Pro: Things Will Probably Get Fixed Faster

Your landlord has a lot invested in their rental property. It’s in their best interest to keep it as nice as possible so that it can continue to earn them money for years to come. Because of this vested self-interest, it’s likely that they’ll be quicker to fix anything that’s going wrong in your apartment. By contrast, larger property management companies have to deal with hundreds of maintenance requests at any given time, which means it could take quite a while for them to get to your issue, especially if it’s a small one.

Con: There’s No One Else to Complain to

When you’re dealing with an individually-owned property, there’s no upper management, parent company, or other workers who can respond to your requests. This means that if you have a completely unresponsive landlord, it can be very difficult to get them to work with you on repairs, issues on your lease, or anything else that might pop up.

If you are truly having an emergency and your landlord is still unresponsive, there is some recourse you can take. Because your landlord is legally obligated to provide a safe and clean environment for every one of their tenants, you can report them to the local housing authority if those basic needs aren’t being met.
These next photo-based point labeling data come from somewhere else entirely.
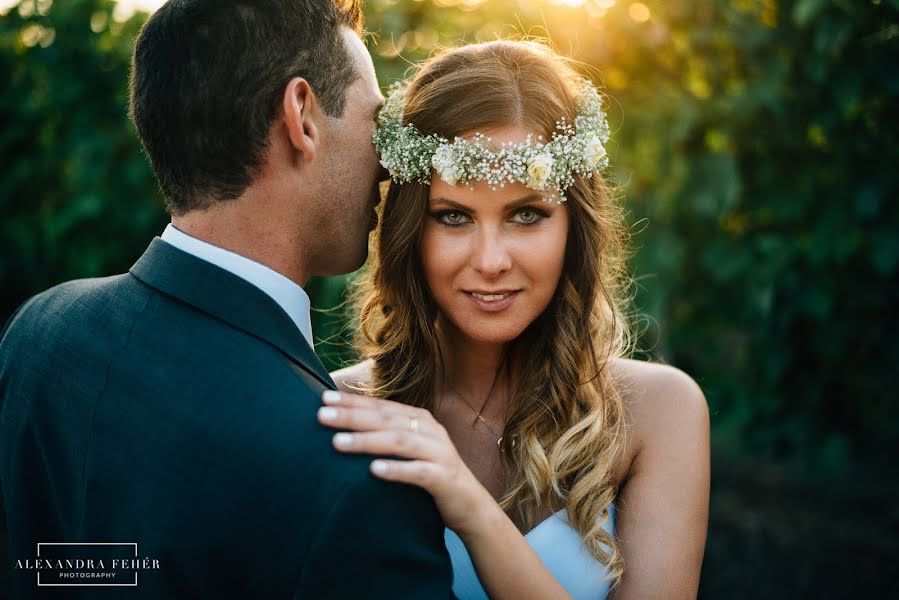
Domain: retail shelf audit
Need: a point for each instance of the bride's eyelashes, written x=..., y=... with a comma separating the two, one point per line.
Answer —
x=526, y=216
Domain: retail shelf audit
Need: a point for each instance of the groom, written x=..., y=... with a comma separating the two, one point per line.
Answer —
x=171, y=410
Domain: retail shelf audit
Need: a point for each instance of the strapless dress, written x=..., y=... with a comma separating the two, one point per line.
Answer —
x=560, y=548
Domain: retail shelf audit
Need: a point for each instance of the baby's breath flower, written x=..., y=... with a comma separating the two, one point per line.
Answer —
x=577, y=147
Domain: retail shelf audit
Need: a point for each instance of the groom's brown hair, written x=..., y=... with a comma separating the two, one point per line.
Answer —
x=207, y=78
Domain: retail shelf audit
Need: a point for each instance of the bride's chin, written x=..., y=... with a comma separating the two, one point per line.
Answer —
x=488, y=336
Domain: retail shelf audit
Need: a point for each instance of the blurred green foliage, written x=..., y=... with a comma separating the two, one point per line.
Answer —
x=757, y=158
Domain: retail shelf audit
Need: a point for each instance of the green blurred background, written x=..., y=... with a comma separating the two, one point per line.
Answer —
x=756, y=147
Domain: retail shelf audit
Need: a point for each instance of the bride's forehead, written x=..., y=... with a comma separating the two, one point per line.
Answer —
x=478, y=196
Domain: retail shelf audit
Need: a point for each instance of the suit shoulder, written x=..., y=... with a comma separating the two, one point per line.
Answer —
x=349, y=379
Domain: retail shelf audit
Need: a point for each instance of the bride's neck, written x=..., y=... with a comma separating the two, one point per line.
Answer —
x=473, y=368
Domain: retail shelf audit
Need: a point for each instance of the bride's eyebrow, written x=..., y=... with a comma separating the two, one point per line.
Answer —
x=508, y=207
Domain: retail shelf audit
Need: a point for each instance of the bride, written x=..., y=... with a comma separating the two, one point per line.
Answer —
x=494, y=341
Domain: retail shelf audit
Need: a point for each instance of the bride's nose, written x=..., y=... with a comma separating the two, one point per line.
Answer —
x=490, y=253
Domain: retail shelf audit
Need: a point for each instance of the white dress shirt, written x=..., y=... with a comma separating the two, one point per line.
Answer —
x=289, y=296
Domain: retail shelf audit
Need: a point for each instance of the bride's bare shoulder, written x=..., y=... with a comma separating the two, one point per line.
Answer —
x=663, y=406
x=349, y=379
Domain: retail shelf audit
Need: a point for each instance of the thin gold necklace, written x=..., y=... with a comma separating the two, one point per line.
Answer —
x=477, y=414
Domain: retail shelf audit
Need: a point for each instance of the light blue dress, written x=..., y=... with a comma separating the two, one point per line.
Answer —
x=560, y=548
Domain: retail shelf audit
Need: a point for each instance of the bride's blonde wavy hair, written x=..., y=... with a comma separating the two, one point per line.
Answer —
x=564, y=412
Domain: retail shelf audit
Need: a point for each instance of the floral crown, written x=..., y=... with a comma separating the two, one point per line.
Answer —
x=577, y=147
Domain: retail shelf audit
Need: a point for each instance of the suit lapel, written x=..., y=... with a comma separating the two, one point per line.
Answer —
x=228, y=297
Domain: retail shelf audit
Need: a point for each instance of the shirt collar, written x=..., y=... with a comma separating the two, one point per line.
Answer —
x=290, y=297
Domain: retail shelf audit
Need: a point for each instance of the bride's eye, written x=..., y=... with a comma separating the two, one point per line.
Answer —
x=450, y=218
x=528, y=216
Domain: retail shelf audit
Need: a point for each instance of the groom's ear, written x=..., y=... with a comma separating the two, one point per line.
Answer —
x=300, y=112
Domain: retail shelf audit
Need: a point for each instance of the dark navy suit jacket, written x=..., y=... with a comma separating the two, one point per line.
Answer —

Con: They Might Be Disorganized

Property management companies are in the business of managing tenants and the properties that they live in. On the other hand, an individual landlord might be in a completely different business and just so happen to own a rental property on the side. Because of this lack of experience, your landlord might be disorganized and lack the knowledge it takes to efficiently deal with tenant complaints. This can be especially dangerous to those tenants who don’t understand their basic rights and lead to some not-so-desirable situations like living with broken appliances or paying for expensive repairs themselves.

Con: The Repair Process is Less Efficient

Property management companies process maintenance requests in a regimented, entirely professional manner. On top of that, they either hire their own handymen or contract the work out to a reputable company. By contrast, an individual landlord could just get their husband or son — neither of whom are certified or trained — to do repairs for them. It’s likely that if you are living in a larger property or complex that your repair process will be much more efficient than it would in an individually-owned place.

Con: You and Your Landlord Could Get Too Friendly

It’s easy to get to know your landlord at an individually-owned place because it doesn’t have as much bureaucracy. Some tenants and landlords even become friends because that traditional “business-relationship wall” eventually gets torn down. However, this can put the tenant in a tricky spot. If you establish a friendship with your landlord, the business side of your relationship can suffer because they might not feel like they have to take care of your problems right away. This also can make you feel awkward to ask for things to be taken care of because you view them as a friend and not as a person you do business with.